In future studies, we will investigate the expression of cytokines from T cells in a time dependent manner, comparing the effects of a cdtB mutant versus a ltxA mutant. We would expect to collect rat lymphocytes at various time points during the infection [22], and then assess the presence and amounts of various cytokines derived from these Aa exposed lymphocytes.

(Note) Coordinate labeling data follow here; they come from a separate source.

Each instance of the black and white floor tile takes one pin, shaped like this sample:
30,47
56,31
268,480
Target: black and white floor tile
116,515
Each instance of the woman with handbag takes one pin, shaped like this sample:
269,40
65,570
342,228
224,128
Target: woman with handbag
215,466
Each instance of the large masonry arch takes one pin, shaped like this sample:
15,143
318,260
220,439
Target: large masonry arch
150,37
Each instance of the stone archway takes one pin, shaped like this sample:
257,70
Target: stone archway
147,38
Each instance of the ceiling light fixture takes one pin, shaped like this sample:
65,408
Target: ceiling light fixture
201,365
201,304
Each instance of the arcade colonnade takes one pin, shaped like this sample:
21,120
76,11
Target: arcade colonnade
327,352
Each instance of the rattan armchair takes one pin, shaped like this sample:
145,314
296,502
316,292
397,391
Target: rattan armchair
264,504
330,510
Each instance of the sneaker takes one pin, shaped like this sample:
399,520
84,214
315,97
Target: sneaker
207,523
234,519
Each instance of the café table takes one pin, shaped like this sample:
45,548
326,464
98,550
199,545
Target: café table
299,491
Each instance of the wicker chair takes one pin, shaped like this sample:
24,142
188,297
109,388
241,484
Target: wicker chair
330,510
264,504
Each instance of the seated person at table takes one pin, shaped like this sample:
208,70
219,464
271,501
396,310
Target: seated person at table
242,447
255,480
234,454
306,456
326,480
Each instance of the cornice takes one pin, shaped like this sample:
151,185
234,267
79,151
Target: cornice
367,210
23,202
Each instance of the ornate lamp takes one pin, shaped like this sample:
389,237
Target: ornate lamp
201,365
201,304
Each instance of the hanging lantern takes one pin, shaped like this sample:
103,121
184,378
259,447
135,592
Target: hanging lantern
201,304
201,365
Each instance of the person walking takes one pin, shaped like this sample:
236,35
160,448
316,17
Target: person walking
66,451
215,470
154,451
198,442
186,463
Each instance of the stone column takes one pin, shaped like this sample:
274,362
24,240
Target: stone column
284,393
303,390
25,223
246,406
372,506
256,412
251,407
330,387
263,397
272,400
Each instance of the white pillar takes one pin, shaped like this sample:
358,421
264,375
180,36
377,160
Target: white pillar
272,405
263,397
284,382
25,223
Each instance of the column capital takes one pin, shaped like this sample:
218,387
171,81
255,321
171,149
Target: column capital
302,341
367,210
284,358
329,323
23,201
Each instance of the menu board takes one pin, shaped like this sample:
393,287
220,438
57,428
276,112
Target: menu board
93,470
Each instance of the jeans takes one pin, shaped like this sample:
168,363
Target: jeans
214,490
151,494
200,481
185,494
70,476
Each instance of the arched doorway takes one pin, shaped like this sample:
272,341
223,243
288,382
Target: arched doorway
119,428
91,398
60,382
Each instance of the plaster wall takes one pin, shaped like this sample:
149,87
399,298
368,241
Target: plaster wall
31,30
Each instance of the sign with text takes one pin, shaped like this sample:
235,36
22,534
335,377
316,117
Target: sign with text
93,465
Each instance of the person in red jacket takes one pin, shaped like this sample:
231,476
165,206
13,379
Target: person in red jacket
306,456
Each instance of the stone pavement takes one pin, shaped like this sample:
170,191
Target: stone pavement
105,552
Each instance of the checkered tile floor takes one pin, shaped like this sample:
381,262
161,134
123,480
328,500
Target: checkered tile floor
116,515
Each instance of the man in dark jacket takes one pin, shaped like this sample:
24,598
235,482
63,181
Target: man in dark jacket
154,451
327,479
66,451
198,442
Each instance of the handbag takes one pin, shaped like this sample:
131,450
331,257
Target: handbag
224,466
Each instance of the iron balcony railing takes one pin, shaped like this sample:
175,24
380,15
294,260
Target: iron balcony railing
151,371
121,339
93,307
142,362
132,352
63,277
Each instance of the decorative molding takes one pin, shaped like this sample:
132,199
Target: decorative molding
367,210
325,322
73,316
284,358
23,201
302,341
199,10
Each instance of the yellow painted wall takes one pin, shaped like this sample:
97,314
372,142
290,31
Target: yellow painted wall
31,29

With respect to Aa colonization, 19 of the 24 rats inoculated with Aa showed detectable Aa by culture and 15 of 24 rats showed detectable Aa 12 weeks after infection. In most cases 12 week samples had reduced percent of Aa relative to the total flora. None of the 12 uninoculated control rats showed any cultivable Aa. It is possible that Aa would have been detected in all rats had we used PCR, which we have seen in previous studies [22]. However, because our goal was to study the effects of LtxA and Cdt we thought it best to assess viable Aa as opposed to DNA. Aa was presented as a fraction of the total flora which varied from 0.36±0.69×10−4 to 7.16±9.6×10−4 at 12 weeks in mutant strains. The amounts of Aa as a percentage of total flora when collecting subgingival flora from diseased sites in human cases of LAP also vary widely. In this study plaque samples were collected from a full arch while disease occurred in one or two teeth. Since most of the teeth sampled did not have disease, it is possible that the low percentage of Aa is due to its dilution by commensal members of the flora. One survey in humans showed the variation of Aa was 0.2%–5.0% of total flora; while a second survey showed variation from 0.1% to 114% [37]. Variation could be due to sampling and recovery but in general these numbers should be considered as estimates.
One weakness in this study was the fact that no significant differences in the relative antibody response to Aa in both rat experiments were seen at 12 weeks post inoculation. A possible explanation for this finding could be the fact that active disease occurred at an earlier stage and that at 12 weeks disease was in remission. In a recent study [22] we found that the antibody level peaked 2–4 weeks after inoculation. Therefore, had we taken the samples earlier we might have shown significant differences in the various rat groups. In addition, differences may have been seen if we increased the numbers of animals in the treatment groups. This same explanation could be given for the effect of Cdt on bone loss. Our statistical analysis suggests that increasing the numbers of infected rats to 12 could achieve significance with respect to Cdt.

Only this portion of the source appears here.